Encouragement for an anxious beginner
I got an anguished email from a mentee the other day. They’re relatively new to making records, and they are stuck in a moment where they’re experiencing paralyzing anxiety about finishing a couple of first albums that they’re working on for a couple of artists.
They’re worried that their ears aren’t up to the task of catching all the final bits, despite the artists in question being really happy with how things are sounding. And so they’re feeling stuck — as though they don’t quite know how to finish.
I related to this! I have been this person. So I sent them the following encouragement; perhaps someone else here needs to hear it as well.

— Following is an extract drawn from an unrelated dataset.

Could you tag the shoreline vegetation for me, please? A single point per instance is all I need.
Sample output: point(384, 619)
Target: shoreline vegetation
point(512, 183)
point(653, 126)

I too have dealt with a lot of insecurity in my life (and, now, career) around my engineering and production skills and capabilities. Here is what I would say to young Jamie if I had a chance to reparent him around some of these fears:
Your early records aren't going to be as good as the records you make later (it sounds so obvious when i phrase it like that, doesn't it?).
With that in mind, you should get your early records out of the way asap, to get more quickly to the ones you'll be better at.
Do as good a job as you can, and work rigorously, but don't overwork things and don’t obsess to the point where you lose focus; that's a stress response, not a helpful working tactic.
Make sure your EQs are good and the vocal is solid and consistent; that's 95% of what makes a mix sound right vs wrong.
REFERENCE OTHER PEOPLE'S WORK WHILE YOU'RE WORKING (I swear to god this would have saved young me SO much time).
If the artist likes how things are sounding, you’re doing great. They are after all the only person whose opinion counts; it’s their name that will be on the front of this record, not yours.
Don't worry about the records you make when you’re starting out having "staying power." It's an early record for the artists you're working with too — which is why you’re working on it — and everyone's future output is going to be much better than this early stuff. Also, the artist will love it and will look back on it with pride no matter what, because they were brave and they went for something.
Try to get as much of your personality on the records as you can. Make bold decisions; do shit that you think sounds cool. The artist picked you to work with because of your personality, not in spite of it.
The artist picked you to work on their record because of who you are right now — not because of who they hoped you would be in some future version of yourself. So be cheered! You are the right person to be making these recordings, and you know so because the artist picked YOU. So just do the best job you can, do it efficiently, and keep moving forward.